For each time a session (with properties including expiry time) is created on a session table. For the subsequent request, it will be check against the table to see if it exists. For the scenario we need delete the record which expiry time equals or older than current time. This is to enable timeout when there is no activity against session.
In order to automatically delete expired session, most of the time we use Windows Azure Worker Role to perform the batch activity.
SQL Azure Session Provider
SQL Azure Session Provider is actually a modified version of SQL Server Session Provider provided some changes that had been made on TSQL function, in order to comply SQL Azure. It is identified some issue on the original script and some folk posted the resolution or you can download it
- Cost effective. Although it may not be cost effective compare to table storage, it’s still pretty affordable, especially when combining it into the main database.
- Not official support by Microsoft
- Need to clear unused session
For each time a session (with properties including expiry time) is created on a session table. For the subsequent request, it will be check against the table to see if it exists. For the scenario we need delete the record which expiry time equals or older than current time.

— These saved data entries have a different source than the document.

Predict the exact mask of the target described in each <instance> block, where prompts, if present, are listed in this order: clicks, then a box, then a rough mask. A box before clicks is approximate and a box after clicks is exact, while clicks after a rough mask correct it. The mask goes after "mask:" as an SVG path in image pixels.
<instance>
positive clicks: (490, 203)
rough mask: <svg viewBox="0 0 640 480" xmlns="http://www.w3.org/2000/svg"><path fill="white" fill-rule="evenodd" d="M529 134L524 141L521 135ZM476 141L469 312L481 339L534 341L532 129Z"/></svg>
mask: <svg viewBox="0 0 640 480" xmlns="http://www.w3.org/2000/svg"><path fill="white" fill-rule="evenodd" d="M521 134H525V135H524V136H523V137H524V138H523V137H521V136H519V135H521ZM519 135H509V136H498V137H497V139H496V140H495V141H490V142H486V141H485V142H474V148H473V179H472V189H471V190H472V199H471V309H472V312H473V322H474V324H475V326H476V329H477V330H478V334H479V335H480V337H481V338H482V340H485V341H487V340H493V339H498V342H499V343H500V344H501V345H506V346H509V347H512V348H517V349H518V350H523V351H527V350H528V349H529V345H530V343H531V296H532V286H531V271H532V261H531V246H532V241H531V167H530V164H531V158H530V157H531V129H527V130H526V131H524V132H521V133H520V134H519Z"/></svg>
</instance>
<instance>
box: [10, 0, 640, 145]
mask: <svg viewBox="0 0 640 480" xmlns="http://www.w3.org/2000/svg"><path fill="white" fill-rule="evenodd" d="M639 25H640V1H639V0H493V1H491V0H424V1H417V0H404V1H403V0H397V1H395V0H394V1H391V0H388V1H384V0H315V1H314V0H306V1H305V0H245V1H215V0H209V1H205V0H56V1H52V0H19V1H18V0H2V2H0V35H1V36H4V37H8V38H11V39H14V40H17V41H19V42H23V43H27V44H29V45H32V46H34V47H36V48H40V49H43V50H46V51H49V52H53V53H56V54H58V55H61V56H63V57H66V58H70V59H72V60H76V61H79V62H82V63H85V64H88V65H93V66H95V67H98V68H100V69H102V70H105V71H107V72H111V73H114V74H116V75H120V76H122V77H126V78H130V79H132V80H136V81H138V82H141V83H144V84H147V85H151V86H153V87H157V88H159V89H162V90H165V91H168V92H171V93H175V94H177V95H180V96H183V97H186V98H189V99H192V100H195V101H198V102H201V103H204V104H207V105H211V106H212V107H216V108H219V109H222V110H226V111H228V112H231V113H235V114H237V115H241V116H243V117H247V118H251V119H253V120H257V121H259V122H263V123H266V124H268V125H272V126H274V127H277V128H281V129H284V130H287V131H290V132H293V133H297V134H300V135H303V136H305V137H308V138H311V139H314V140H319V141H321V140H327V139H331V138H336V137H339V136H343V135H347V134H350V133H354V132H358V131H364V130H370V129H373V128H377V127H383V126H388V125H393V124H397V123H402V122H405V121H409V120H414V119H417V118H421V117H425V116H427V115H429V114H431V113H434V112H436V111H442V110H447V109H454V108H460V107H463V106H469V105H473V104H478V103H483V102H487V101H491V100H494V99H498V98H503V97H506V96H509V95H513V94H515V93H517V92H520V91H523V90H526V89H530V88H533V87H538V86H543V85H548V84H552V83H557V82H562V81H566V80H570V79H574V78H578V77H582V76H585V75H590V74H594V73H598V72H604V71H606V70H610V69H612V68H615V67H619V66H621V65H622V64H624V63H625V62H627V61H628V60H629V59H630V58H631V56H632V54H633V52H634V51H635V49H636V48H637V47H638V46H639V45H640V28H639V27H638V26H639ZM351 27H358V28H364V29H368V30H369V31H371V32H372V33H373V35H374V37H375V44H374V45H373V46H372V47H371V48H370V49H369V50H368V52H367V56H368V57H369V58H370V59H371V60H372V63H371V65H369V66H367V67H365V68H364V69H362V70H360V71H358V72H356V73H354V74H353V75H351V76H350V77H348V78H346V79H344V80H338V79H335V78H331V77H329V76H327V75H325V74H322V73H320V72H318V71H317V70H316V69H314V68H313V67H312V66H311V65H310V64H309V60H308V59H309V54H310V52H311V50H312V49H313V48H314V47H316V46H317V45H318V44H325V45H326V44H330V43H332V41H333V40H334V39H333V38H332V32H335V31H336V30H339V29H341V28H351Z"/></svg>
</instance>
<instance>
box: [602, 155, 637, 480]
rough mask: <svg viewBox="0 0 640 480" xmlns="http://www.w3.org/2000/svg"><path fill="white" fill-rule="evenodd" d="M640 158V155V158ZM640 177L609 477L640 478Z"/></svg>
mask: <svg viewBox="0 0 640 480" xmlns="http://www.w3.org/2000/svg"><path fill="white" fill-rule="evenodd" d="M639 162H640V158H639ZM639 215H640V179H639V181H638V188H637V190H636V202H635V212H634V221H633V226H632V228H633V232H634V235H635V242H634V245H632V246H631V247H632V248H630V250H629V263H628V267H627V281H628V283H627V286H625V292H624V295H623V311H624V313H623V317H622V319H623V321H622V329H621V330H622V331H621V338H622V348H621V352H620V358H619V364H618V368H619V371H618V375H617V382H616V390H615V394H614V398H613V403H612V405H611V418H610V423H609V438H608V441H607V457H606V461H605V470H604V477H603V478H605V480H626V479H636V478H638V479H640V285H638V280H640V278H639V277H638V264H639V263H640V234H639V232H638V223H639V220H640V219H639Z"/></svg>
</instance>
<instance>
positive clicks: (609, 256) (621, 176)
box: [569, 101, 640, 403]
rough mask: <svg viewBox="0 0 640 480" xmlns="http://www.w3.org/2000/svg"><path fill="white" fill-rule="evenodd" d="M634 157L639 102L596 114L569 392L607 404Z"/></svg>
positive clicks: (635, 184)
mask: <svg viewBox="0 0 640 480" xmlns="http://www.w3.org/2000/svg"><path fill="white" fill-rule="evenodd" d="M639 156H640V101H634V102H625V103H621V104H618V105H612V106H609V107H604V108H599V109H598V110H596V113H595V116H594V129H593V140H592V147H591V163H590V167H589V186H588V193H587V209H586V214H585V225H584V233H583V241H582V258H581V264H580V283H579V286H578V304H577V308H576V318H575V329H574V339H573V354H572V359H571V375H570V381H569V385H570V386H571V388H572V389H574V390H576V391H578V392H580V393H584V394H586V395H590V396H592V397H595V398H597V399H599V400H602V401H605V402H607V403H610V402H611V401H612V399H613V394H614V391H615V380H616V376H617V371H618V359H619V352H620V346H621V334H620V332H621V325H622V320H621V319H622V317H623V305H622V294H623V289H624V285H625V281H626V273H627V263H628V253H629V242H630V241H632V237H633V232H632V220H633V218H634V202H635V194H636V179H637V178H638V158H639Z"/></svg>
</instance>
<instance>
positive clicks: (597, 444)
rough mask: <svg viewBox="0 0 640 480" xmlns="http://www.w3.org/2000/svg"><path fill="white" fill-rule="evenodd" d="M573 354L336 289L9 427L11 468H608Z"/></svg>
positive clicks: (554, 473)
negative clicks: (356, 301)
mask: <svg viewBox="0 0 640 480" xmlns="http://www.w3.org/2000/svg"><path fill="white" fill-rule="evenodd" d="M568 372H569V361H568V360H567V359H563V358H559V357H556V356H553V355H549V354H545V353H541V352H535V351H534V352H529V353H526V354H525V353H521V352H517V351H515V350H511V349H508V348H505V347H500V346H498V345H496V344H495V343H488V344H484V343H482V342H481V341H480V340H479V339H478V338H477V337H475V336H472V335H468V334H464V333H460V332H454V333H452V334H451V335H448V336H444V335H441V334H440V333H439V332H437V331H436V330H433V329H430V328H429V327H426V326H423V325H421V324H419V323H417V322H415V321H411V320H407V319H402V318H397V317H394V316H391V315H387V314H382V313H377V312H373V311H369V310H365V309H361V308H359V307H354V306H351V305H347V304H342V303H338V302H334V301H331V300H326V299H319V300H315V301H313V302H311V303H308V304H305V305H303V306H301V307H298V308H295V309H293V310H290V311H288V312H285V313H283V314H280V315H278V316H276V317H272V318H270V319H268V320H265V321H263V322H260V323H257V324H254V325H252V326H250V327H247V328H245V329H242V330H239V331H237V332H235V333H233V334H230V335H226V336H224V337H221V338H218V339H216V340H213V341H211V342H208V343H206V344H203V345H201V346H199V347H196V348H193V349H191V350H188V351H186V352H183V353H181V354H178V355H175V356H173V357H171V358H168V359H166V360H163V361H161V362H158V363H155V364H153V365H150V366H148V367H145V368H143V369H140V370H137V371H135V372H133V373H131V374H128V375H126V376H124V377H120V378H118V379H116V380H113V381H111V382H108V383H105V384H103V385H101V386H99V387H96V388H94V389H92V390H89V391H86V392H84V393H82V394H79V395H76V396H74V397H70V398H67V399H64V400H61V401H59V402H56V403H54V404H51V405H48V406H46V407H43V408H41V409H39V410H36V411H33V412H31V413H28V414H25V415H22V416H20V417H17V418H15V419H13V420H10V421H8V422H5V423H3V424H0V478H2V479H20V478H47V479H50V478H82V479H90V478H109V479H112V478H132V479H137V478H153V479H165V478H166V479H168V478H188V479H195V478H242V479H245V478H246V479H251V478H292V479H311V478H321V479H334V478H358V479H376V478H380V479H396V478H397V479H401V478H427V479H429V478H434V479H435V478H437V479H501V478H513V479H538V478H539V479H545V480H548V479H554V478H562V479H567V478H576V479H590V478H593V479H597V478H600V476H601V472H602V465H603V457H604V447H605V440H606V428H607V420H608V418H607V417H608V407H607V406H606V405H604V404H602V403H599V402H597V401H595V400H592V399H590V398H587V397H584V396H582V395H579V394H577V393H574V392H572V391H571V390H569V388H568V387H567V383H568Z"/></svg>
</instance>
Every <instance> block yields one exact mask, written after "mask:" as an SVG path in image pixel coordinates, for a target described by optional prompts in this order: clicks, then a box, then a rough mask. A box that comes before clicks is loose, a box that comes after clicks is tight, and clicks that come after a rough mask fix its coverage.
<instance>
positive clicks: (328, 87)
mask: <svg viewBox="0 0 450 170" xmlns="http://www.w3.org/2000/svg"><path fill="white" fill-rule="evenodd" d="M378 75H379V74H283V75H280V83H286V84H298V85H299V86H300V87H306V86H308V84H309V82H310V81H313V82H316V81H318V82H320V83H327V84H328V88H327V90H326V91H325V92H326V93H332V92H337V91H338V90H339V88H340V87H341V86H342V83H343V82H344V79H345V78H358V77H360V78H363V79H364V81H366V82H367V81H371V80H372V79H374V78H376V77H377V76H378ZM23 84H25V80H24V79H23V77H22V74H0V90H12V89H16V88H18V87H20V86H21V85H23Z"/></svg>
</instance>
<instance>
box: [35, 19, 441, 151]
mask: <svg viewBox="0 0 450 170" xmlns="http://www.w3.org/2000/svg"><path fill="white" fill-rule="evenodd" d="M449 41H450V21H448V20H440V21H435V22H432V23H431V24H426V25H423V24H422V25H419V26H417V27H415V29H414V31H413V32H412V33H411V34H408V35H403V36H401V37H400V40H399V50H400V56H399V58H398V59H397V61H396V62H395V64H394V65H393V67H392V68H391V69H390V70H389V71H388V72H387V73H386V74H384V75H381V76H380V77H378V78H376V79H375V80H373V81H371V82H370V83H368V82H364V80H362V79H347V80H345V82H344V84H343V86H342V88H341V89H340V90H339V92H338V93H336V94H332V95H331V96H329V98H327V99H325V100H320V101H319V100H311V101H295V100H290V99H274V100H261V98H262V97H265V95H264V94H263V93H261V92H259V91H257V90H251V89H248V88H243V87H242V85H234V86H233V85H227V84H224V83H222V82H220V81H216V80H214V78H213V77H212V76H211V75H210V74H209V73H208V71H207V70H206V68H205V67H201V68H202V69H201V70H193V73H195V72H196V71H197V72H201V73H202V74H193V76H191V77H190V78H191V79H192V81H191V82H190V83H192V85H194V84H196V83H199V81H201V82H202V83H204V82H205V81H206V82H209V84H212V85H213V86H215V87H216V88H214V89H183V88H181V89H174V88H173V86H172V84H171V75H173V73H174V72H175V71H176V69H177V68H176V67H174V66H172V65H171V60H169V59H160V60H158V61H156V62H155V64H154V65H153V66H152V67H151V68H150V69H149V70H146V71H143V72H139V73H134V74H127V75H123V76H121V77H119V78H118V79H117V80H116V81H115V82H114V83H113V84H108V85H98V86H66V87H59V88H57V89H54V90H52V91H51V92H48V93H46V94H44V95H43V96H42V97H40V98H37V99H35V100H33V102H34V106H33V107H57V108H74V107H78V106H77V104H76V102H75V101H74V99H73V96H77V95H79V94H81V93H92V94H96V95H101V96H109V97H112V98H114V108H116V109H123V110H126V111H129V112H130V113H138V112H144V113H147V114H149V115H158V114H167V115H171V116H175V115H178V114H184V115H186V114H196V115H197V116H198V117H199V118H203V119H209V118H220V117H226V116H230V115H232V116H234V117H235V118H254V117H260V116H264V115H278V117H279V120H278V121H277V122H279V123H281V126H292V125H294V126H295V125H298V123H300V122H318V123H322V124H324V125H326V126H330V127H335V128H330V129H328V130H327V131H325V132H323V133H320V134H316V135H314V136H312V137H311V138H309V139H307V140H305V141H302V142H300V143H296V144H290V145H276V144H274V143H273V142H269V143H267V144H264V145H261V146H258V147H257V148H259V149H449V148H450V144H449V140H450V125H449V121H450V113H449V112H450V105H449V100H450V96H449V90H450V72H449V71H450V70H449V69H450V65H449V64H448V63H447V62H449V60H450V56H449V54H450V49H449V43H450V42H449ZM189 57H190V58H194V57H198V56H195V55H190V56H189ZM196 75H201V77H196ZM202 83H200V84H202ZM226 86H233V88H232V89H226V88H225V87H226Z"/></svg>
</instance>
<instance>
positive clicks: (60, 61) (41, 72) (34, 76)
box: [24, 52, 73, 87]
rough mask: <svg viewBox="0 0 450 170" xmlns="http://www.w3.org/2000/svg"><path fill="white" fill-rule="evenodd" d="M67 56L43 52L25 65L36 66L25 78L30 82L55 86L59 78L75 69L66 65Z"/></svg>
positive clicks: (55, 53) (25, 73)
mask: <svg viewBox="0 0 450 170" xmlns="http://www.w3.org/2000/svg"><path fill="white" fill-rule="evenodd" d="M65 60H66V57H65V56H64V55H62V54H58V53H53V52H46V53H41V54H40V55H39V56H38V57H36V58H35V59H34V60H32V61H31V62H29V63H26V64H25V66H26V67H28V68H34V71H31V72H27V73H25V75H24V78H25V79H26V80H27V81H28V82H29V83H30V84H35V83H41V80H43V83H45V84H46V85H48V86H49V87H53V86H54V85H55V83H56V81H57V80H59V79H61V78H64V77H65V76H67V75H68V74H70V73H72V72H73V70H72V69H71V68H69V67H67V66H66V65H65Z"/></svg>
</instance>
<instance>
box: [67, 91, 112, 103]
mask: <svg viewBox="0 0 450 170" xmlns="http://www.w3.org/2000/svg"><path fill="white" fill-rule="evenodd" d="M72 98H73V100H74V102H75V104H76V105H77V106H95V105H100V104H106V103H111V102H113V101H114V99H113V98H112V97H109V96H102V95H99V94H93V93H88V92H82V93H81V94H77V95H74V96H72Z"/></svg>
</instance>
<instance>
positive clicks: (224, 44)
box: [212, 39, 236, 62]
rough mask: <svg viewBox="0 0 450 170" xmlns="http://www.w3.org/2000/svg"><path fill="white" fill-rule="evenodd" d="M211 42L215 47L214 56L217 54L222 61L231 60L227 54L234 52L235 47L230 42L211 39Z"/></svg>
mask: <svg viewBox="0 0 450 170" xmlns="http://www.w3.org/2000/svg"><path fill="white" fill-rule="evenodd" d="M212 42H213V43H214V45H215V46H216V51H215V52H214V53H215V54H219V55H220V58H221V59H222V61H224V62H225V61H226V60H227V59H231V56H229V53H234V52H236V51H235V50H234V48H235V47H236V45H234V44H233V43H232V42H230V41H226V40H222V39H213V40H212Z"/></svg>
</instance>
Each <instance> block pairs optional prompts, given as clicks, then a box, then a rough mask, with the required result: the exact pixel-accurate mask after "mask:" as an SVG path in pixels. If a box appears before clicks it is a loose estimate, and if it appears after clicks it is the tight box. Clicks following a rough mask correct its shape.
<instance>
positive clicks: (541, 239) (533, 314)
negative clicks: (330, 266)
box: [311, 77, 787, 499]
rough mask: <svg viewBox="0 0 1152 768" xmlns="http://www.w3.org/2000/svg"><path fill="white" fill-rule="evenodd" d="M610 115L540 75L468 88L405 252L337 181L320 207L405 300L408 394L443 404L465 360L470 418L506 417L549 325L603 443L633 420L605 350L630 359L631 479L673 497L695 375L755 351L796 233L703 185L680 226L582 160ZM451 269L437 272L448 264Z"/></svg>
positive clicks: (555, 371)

This is to enable timeout when there is no activity against session.In order to automatically delete expired session, most of the time we use Windows Azure Worker Role to perform the batch activity.
Windows Azure AppFabric Caching
Windows Azure AppFabric Caching is actually the recommended option and officially supported by Microsoft. AppFabric Caching is distributed in-memory cache service. It is automated provisioned based on Windows Server AppFabric Caching Technology.
- In memory cache, very fast access
- Officially supported by Microsoft
- The cost is relatively high. The pricing starts from $ 45 per month for 128 MB and all the way up to $ 325 per month for 4 GB.
To conclude this discussion, there’re actually multiple ways of managing session in Windows Azure. All of them have pros and cons. It’s actually up to us to decide which one to use that fits better circumstance.